Spent Grains

That’s a LOT of beer. Need any help drinking it? :cheers: [/quote]

hahaha I’m doing well holding my own. Being retired means I can start drinking beer any time of the day I feel like. I do have a couple of friends, but they don’t come around all that often. Life is good . . . .

I cannot get deer to like them. We have deer all over the place and I dump piles in the woods that go untouched for weeks[/quote]Probably because your brew house efficiency is too high. There’s not enough sugar left in the grains for the deer to want it.[/quote]

I think that is probably it.

Past few batches I’ve been putting them in the compost bin. Gonna have to slow that down because it’s getting kind of full.
(side question, how long do all you composters see it taking to break stuff down?)

Besides that, I will generally save some for bread or other baked goods. I have a easy recipe (Artisan Bread in 5 Minutes a Day) that I will swap a bit of the regular flour for spent grains. Gives it a nice change from regular bread.

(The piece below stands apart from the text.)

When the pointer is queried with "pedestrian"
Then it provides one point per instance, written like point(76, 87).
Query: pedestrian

Starting 2 batches ago (not all that long ago . . . ) I started dumping them into my small garden space. I have an area about 10’x10’ that I use for a few tomato plants, and a couple pepper plants. I get volunteers growing up every year, and hardly ever plant new plants. I’ve harvested all of the tomatoes this year, so I’m going to cover the whole area with about 3"-5" of spent grains. I’ve got several more 10-gallon batches planned for the next few months - 5 are lagers once the garage gets cold. Just letting the spent grains sit on the top of the ground, with all of the tomato stems still there. I will then use the rototiller this spring, along with a wheelbarrel full of finished compost, and grind it all together. After the ground warms up, there will be several tomato plants starting up all on their own. I just stake them where they come up, I don’t line them up or anything. Sounds lazy (and it is) but it works.